If you have the free time, proper cleaning can be rather enjoyable. Especially if connected to memories - polishing grandma's silver cutlery, or thoroughly cleaning grandpa's old deer rifle.
Dawn solves all problems.
"Carl Jung once said, 'Modern man can’t see god because he doesn’t look low enough."
Proverbs 6:6-8: Go to the ant, thou sluggard; consider her ways, and be wise: Which having no guide, overseer, or ruler, provideth her meat in the summer, and gathereth her food in the harvest.
Low enough?
I love my Bosch dishwasher. We don't rinse, we just scrape any remaining food scraps into the trash and load the dishes. (I will sometimes put a little water in a dish with something baked on and let it soak until loading time.) Then, as we're now empty nesters, I set it for half load and it runs overnight. In the morning, my dishes are shiny clean.
I did spend a frustrating amount of searching for which of the three, not two, racks constitutes the "half" that was meant, only to discover that it doesn't mean you have to load everything on one rack; it means the total volume of dishes in the dishwasher is half or less than the dishwasher's capacity. And because when I do hand wash dishes, I do so with the water running (not full blast and not ALL the time I'm washing, but still), I'm going with my dishwasher's 2 1/2 gallon water use (not on half load) and the fact that I have to do nothing but load and unload the dishes, as the more efficient choice.

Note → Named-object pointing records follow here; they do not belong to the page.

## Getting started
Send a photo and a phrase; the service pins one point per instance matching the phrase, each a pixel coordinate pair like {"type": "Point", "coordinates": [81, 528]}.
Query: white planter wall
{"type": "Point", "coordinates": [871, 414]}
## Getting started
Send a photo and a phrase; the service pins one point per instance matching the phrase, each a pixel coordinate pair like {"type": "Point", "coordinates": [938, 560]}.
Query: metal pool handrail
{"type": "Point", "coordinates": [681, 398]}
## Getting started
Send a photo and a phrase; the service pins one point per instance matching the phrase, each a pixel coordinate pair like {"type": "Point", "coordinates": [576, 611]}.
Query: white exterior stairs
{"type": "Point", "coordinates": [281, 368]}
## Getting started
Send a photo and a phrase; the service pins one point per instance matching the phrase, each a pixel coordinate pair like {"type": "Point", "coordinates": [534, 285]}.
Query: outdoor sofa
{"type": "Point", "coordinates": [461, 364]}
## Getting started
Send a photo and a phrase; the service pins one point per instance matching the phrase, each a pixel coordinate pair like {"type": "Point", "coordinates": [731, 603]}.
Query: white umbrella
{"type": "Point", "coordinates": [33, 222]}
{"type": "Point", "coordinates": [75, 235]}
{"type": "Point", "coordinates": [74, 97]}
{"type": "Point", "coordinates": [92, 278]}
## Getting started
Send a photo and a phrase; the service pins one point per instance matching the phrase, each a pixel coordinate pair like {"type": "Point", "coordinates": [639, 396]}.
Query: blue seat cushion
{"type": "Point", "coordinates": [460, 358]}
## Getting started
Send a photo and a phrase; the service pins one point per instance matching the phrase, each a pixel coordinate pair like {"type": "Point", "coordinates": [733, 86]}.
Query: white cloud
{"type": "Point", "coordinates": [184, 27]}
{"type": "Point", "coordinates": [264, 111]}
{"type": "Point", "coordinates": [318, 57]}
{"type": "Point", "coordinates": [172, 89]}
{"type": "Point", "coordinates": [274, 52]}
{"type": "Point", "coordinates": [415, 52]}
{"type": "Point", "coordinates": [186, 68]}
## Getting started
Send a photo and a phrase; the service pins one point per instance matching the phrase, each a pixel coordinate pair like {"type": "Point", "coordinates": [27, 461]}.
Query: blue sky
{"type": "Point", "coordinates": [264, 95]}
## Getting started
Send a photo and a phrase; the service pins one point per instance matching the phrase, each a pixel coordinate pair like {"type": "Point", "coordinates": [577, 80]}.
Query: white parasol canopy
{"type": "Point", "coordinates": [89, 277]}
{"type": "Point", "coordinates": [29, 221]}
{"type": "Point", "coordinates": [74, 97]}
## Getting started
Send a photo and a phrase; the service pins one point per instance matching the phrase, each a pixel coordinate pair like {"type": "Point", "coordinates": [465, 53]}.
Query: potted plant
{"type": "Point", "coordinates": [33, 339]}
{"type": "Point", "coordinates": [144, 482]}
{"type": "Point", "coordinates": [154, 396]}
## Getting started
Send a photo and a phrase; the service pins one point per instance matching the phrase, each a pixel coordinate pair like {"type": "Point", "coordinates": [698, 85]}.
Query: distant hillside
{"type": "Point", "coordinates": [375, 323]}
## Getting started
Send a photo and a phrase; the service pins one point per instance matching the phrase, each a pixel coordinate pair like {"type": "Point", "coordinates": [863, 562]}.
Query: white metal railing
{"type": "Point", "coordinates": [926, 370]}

All that said - when our oldest was a toddler, our dishwasher died and we couldn't afford another yet, so we hand-washed dishes together for about a year. It was nice. I'm glad I didn't have to do it by the time we had three kids, though.

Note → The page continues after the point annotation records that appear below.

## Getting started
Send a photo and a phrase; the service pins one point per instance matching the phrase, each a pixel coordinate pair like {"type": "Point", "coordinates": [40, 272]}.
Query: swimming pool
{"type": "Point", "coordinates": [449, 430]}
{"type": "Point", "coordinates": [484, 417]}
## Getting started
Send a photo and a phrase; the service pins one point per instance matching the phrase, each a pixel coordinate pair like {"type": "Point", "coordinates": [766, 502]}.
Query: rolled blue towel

And, we have friends who literally wash their dishes, dish soap and everything, before then putting them into the dishwasher for more washing. We don't understand that.
I don't understand the angst of doing dishes. It's easy.

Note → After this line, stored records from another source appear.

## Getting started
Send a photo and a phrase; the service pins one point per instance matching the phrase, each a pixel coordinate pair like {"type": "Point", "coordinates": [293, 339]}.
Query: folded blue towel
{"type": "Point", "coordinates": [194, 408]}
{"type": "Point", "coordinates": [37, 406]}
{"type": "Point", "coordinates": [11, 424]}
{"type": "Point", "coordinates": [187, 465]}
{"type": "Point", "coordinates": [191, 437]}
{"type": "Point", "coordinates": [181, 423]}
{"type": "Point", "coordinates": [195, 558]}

I do the dishes for a household of six.
Of course, I worked in a restaurant kitchen for many years. Perhaps it's a matter of perspective. Or skill- I'm really fast.
I thought I was pretty kitchen savvy with my cast iron skillet, until I went on an elk hunt with my brother in law, and saw a woman bake a gourmet meal in two cast iron Dutch Ovens on a pinewood fire. There is always something new to learn.